As soon as you notice toxic behaviors, confront the person. Call them out on any lies or inconsistencies. Tell them you don't appreciate how they behave. This shows them that you're paying attention — and you're giving them a chance to explain themselves or apologize.
“There can be a real grieving process when cutting off a toxic family member,” says MacMillan. “Grief that the relationship is not working, especially if it once did. Recognizing this process takes time and cutting yourself a little slack when it comes to self-judgment is key.”
Here's the thing: When we cut people out of our lives, we lose the opportunity to grow and understand their perspectives. We may save ourselves some pain and discomfort, but in doing so, we rob ourselves of the relationships themselves.
Cutting someone off for your own good is not a bad choice. You have to think of yourself and your mental health. That is why you are choosing yourself over drama, toxic mindsets, and other problems that these people are giving you.
Knowing when to let go.
The signs might lie in the loneliness, a gentle but constant heartache, a lack of security, connection or intimacy or the distance between you both. Whatever it involves, there are important needs that stay hungry, for one of both people in the relationship.
Toxic relationships have three main stages: idealizing, devaluing, and discarding. "Love-bombing" occurs during the idealizing phase. During the devaluing phase, you are picked apart. During the discarding phase, there may be an attempt to suck you back into the relationship.
Leaving a toxic relationship can be very hard because of all the emotional labor and time spent trying to make the relationship work. It can feel like an internal failure, or that by leaving you are giving up on something you've invested in.
Psychologists have identified several personality traits that are commonly associated with toxic individuals, including high levels of narcissism, antisocial behavior, and a lack of empathy.
Going scorched earth with statements like “I'm done” or “I want a divorce” — or even “I hate you” — can do considerable damage, even if you don't mean them. Getting angry with each other is normal. But lashing out and saying extreme things in the heat of the moment is just unhealthy, Whetstone said.
Toxic traits can be defined as any persistent pattern of behavior that is undermining or harmful to others, according to psychologist and toxic family expert Sherrie Campbell, Ph. D. As she tells mindbodygreen, this can be anything from manipulation to selfishness to generally lacking empathy.
Silent treatment is destructive, especially in intimate relationships. Silent treatment creates an atmosphere of anxiety, fear, and sadness that preclude an underlying sense of safety.

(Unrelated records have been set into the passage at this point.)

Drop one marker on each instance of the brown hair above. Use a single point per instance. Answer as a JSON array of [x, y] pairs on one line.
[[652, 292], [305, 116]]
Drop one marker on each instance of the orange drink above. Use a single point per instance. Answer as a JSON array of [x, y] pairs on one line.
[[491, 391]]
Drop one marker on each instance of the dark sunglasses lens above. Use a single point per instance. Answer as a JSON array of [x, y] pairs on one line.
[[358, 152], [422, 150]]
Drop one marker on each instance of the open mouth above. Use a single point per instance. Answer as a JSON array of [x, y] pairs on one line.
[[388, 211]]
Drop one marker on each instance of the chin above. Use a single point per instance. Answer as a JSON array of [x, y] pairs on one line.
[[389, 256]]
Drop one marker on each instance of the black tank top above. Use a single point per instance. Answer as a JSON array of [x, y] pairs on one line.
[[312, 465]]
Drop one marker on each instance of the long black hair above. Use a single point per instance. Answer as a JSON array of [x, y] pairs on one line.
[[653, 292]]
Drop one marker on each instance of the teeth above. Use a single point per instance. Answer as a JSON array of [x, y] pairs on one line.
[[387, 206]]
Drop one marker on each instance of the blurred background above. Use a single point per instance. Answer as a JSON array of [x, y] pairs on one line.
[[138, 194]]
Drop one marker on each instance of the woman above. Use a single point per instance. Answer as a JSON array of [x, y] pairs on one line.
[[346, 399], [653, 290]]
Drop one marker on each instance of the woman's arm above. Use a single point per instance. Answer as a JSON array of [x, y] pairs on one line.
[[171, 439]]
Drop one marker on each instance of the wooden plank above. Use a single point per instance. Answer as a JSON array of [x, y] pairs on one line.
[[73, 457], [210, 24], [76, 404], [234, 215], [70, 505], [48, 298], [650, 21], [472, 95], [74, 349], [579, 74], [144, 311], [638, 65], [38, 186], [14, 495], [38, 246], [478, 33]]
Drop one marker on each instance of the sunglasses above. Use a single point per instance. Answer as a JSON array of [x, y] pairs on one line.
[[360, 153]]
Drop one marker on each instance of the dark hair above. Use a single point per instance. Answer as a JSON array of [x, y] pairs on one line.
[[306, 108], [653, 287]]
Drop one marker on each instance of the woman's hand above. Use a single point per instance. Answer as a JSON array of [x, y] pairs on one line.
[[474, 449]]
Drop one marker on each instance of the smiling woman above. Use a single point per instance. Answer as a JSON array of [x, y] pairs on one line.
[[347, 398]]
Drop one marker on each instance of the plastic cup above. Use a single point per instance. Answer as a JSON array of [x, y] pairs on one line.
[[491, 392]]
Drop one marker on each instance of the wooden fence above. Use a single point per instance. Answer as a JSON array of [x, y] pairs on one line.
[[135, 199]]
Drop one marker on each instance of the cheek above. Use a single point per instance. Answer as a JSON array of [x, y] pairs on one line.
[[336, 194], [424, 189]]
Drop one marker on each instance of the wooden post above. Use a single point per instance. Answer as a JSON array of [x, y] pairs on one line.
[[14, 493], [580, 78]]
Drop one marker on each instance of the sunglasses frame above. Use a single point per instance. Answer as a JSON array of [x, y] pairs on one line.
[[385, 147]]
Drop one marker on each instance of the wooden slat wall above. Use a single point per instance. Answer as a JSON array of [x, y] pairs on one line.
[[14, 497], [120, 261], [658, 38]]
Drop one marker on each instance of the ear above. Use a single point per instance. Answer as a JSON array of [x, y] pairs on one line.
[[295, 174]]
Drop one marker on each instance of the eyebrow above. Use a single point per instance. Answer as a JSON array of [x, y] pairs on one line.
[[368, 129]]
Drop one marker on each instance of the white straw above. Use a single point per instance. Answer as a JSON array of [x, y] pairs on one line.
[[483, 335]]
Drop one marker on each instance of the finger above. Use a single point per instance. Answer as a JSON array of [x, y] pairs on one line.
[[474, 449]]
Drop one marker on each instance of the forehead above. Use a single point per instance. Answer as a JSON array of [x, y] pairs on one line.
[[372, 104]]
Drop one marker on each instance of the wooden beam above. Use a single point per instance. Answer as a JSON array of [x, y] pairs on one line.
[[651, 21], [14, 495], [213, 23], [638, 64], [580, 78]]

Numerous factors may contribute to silent treatment.
It can cause emotional trauma.
A person who is ignored feels a wide range of confusing emotions. They may feel anger, sadness, frustration, guilt, despair, and loneliness, all at once.
It can include anything from ignoring texts and DMs to refusing face-to-face communications. The silent treatment is a form of social ostracization and a common tool used during conflict within many relationship types to inflict pain. It involves refusing to communicate with someone who is willing to communicate.
On the other hand, some people with toxic traits may behave poorly because of past trauma, a dysfunctional family life, or substance use. A person's inability to process stress and grief can sometimes transform into toxicity towards others.
Toxic people are controlling, manipulative, and emotionally abusive. A narcissist will use gaslighting to make you feel confused and insecure. They will use every opportunity to shame you and isolate you from other people. Also, a narcissist will always play a victim and make you feel guilty.